Adventurer’s niece saddened by renaming of Venezuela’s Angel Falls
By APTuesday, December 22, 2009
Adventurer’s niece sad over Angel Falls renaming
ARCATA, Calif. — The niece of adventurer Jimmie Angel says she is saddened that Venezuela President Hugo Chavez wants to go back to using the indigenous name for the world’s tallest waterfall.
The waterfall, known as Angel Falls, was named after the American pilot who saw the natural wonder from his plane in 1933.
But Chavez said Sunday he wants the falls to be called by its Pemon Indian name: Kerepakupai-Meru.

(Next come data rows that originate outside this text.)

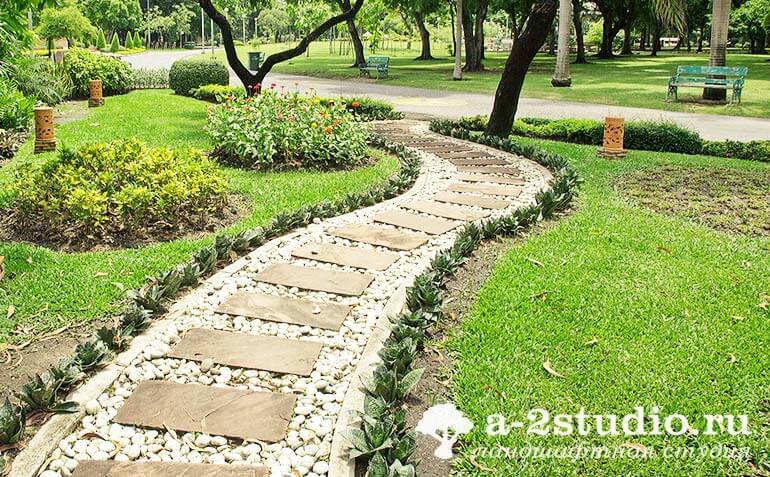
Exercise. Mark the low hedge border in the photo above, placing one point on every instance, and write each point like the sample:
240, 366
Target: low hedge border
46, 392
383, 441
642, 135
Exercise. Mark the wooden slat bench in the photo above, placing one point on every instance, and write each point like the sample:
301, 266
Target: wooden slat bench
717, 77
376, 64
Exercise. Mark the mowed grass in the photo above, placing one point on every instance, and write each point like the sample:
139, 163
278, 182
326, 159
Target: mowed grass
49, 289
633, 308
638, 80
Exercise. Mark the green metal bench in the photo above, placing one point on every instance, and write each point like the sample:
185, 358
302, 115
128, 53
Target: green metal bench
376, 64
716, 77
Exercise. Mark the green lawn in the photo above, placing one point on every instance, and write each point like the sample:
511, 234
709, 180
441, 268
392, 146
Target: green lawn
50, 289
638, 81
633, 308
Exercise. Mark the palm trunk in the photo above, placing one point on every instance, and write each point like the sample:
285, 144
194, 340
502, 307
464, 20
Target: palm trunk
561, 76
720, 18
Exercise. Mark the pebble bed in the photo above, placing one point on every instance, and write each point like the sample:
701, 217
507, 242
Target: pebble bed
305, 450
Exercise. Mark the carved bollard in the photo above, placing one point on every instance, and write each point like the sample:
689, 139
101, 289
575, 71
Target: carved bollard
613, 138
44, 136
95, 97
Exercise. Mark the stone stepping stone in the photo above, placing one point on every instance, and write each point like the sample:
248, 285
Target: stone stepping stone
242, 350
443, 210
489, 178
309, 278
111, 468
228, 412
490, 161
475, 200
347, 256
373, 235
488, 189
421, 223
327, 316
489, 170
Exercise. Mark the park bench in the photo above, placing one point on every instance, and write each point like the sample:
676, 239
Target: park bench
378, 64
717, 77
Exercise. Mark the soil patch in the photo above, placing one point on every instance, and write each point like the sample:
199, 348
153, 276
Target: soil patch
728, 200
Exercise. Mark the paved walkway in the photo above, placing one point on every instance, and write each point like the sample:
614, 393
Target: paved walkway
420, 103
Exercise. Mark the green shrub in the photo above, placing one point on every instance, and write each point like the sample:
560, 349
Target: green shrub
286, 130
110, 188
15, 108
217, 93
83, 66
752, 151
186, 75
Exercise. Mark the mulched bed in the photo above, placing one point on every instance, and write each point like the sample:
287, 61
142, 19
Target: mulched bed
728, 200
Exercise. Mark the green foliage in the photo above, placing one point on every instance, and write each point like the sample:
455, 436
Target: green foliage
286, 130
753, 150
115, 45
118, 186
15, 108
82, 66
185, 75
217, 93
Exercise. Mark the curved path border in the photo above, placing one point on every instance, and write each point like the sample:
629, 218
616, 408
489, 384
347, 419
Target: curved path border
321, 401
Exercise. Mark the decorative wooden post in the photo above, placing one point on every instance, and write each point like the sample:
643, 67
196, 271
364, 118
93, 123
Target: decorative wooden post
44, 137
95, 98
613, 138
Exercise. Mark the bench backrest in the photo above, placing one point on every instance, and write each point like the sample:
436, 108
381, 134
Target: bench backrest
739, 71
378, 60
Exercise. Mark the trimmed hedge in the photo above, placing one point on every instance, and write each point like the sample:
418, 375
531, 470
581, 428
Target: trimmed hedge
186, 75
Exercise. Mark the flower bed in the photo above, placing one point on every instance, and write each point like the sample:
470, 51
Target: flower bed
286, 130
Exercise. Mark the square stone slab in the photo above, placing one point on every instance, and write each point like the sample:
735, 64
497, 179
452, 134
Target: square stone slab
225, 412
308, 278
415, 222
242, 350
443, 210
512, 171
489, 178
475, 200
111, 468
490, 161
488, 189
327, 316
350, 256
390, 238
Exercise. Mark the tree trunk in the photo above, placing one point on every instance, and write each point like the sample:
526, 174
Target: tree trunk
522, 54
424, 37
577, 20
561, 75
720, 18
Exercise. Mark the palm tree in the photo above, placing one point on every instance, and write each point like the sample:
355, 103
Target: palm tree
720, 20
561, 76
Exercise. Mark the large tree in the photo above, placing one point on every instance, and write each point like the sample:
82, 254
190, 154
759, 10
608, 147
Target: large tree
250, 80
516, 66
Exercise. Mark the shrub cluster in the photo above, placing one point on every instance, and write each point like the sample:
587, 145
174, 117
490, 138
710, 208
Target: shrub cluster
279, 130
46, 392
188, 74
383, 438
116, 187
83, 66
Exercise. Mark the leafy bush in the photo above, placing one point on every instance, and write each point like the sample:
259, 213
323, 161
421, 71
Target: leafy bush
145, 78
15, 108
753, 150
117, 186
186, 75
217, 93
83, 66
286, 129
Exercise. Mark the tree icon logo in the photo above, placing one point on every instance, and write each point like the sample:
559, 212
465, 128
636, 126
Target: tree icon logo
445, 423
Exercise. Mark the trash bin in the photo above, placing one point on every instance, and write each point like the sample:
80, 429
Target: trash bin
255, 59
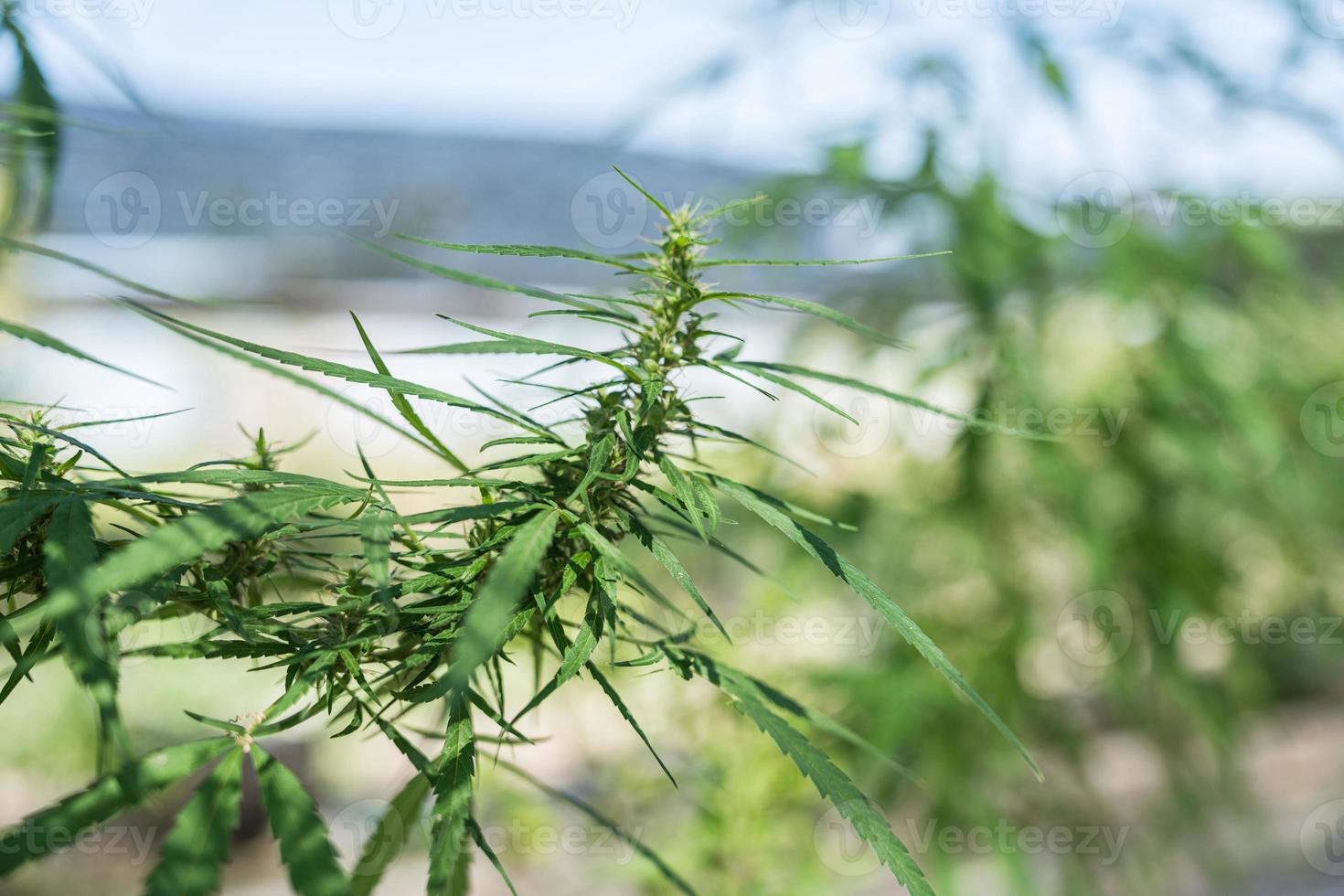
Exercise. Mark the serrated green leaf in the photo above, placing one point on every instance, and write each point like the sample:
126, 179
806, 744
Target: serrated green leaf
402, 403
46, 340
304, 845
199, 841
190, 536
375, 532
452, 799
818, 262
877, 598
497, 598
832, 784
525, 251
972, 422
385, 845
70, 551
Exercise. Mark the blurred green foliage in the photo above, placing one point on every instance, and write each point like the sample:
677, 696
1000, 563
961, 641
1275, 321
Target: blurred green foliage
1192, 483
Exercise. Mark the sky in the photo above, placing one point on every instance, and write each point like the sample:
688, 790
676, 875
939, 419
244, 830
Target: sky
820, 73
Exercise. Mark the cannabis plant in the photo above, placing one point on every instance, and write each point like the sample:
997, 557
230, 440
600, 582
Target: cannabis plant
369, 612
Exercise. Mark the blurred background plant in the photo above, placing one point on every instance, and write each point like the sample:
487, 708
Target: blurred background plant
1126, 594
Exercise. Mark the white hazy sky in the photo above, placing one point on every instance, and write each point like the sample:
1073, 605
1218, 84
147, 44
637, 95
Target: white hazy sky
575, 69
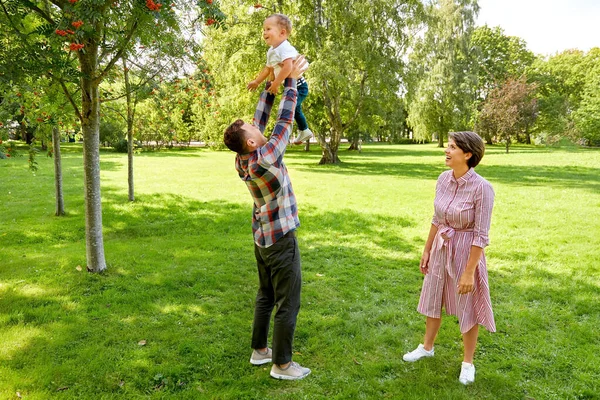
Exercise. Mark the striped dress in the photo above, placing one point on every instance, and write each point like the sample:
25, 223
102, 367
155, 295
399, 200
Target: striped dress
463, 209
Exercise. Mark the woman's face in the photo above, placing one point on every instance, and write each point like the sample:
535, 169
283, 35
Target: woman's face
455, 157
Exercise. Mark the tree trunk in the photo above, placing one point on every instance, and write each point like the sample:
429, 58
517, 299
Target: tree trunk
488, 138
90, 125
307, 146
130, 112
354, 143
60, 204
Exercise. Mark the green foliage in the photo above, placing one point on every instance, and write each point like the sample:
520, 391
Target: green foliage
567, 81
441, 85
509, 110
121, 146
182, 277
111, 133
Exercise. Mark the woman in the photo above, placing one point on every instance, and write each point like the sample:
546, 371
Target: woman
453, 260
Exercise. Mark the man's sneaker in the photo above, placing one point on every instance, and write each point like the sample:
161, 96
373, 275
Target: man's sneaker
467, 373
303, 136
292, 372
417, 354
260, 358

Karen Angel, Angel’s niece who runs the Arcata-based Jimmie Angel Historical Project, says the name should remain because he was the one who made the falls known to the world.
“Jimmie Angel loved Venezuela and its people. He flew missions of mercy for the indigenous Pemon of the Kamarata Valley,” she said in an e-mail. “My position has always been that Jimmie Angel made the waterfall known to the world, and thus he ‘discovered’ it in that context.”
The waterfall, one of the country’s most popular tourist attractions, is 3,212 feet (979 meters) high.
Chavez said Angel may have been the first to eye the waterfall from the air. “But how many millions of indigenous eyes saw it, and prayed to it,” Chavez said.
Karen Angel says the Pemon who live next to the site don’t even use the name Chavez has selected. She says current research works use the Angel Falls name or another indigenous name, Churun-Vena.
“(Chavez) should want people from the ‘outside’ to come to see the waterfall,” she wrote. “Tourism to the waterfall is the Pemon’s primary source of money.”